这不仅仅是一个提议,她只用极短的时间已在脑海中思索出一个极详细的计划,正待继续说下去,凌知白面色不豫,顿时打断:“你这是说的什么话?从前我们不明真相也就罢了,如今我们已知她为人,不尽量助她洗脱污名,还要暗中陷她于不义,如此行径,非但我辈侠义道中人不耻,天下万民亦不耻。”
这是很重的责备。凌知白性格沉稳,向来不苟言笑,此刻她作为师姐教导师妹,神色语气更加严厉,令春燕一惊,背脊瞬间生出冷汗。
而这一回就连唐依萝也不再站在她一边,颔首道:“是啊,你忘了师伯师叔们常常和我们说,犯错不可怕,可怕的是不肯担责,一错再错。”
春燕自两年前被望岱带回定山,同门们大多数时候都待她不错,她对他们确实怀有一点感激,今日是真心实意想要回报定山派,岂料挨了一顿责骂,心里说不出是什么滋味,立刻认错:“对不起,我……我只是想……”
话未说完,只听屋外“砰砰砰”突然响起敲门声。
凌知白本想与春燕好好谈一谈,此时略一迟疑,先开了门。
门外数名定山弟子向她行礼:“师姐。”
“你们怎么这么快回来了?”
定山与长安距离不远,来往相当方便。那日凌知白终于知晓了当年陈娟之事的真相,即刻写下一封信,派两位师弟回定山呈给掌门。
“我们担心这边又有什么风波,就又多带了几位兄弟姐妹,快马加鞭赶回来,一刻也不敢歇。”对面为首的弟子边说将一个木盒与一封信递给了凌知白,“这盒子里是谢大夫要的火焰莲,还有这封信是掌门嘱咐我们交给师姐,让师姐你当众念出来,我们所有人都得听的。”
凌知白当即拆开信封,目光扫了一遍信上文字,默然良久,才缓缓开口念起其中内容。
这一夜过得很快,翌日天明,由抵玉派人护送,颜尹凌谢四人又坐上藏海楼的马车回到陈家庄。凌知白见她们终于归来,这才放下心,将木盒里的火焰莲交与谢缘觉,随后向她们告别:“既然你们暂时不需要我们的帮忙,那我便先回定山了。”
谢缘觉道:“今日就走么?”
凌知白道:“师尊给我们寄了一封信,我须得回定山协助她处理一些事。不过永宁郡主希望唐师妹留下来继续教她武功,这一次永宁郡主帮了我们大忙,这个要求我们不能拒绝。除了唐师妹,还有其他几位师妹师弟也会与她一起留在这里,你们今后若有什么嘱托,让他们传信回定山派便好。”
谢缘觉心绪颇乱,她还未弄清楚凌知白与凌澄究竟是否是同一人,对方就要离开,接下来要查凌知白的身份便更加困难。然而这既是对方掌门的命令,她不能够阻拦,沉吟道:“你以后还会来长安吗?”

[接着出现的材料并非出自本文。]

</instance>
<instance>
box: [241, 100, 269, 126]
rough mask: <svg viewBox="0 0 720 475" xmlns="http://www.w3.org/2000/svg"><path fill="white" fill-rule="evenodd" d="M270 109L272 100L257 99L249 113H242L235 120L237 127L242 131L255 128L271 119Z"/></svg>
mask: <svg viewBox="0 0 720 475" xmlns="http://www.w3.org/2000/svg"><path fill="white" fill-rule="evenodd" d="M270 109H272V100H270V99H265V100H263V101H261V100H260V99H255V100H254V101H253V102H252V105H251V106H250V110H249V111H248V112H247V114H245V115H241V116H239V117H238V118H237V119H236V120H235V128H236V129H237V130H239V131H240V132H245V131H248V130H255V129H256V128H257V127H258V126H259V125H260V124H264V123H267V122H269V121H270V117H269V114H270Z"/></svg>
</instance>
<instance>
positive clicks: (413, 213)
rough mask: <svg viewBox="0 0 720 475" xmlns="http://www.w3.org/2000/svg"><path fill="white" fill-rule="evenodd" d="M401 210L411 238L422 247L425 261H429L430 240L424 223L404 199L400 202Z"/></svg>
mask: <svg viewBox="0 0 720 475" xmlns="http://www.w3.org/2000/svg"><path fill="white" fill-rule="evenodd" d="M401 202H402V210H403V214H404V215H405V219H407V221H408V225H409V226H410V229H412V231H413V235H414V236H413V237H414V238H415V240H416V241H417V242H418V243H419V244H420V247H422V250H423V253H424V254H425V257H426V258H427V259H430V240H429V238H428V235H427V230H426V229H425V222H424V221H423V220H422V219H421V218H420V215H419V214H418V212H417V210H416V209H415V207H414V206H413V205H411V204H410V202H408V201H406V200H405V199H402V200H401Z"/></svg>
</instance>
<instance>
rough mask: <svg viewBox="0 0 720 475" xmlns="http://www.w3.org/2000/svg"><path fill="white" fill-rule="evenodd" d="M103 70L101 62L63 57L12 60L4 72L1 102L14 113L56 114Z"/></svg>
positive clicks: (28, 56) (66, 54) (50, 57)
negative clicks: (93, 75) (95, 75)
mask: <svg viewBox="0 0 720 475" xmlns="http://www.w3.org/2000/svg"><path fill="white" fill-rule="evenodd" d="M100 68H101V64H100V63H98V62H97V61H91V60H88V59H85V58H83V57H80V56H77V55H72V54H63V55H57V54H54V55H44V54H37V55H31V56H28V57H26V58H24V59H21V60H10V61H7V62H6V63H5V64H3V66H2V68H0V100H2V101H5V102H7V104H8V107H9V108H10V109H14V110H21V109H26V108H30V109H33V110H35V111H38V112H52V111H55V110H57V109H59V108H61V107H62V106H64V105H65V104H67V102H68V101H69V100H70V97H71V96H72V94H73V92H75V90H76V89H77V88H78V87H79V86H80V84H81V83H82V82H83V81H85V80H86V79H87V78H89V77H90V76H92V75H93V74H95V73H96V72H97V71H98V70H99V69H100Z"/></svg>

凌知白闻言微愕,不明白谢缘觉为何会有此问,答道:“长安与定山很近,不出意外,我每年都会带师妹师弟们来看一看的。其实倘若谢大夫不嫌弃,你何时来定山做客,我们必扫榻以待。”
凌岁寒突然插话道:“你就这么走了,那陈娟呢?你们和她之间的恩怨,解决了么?”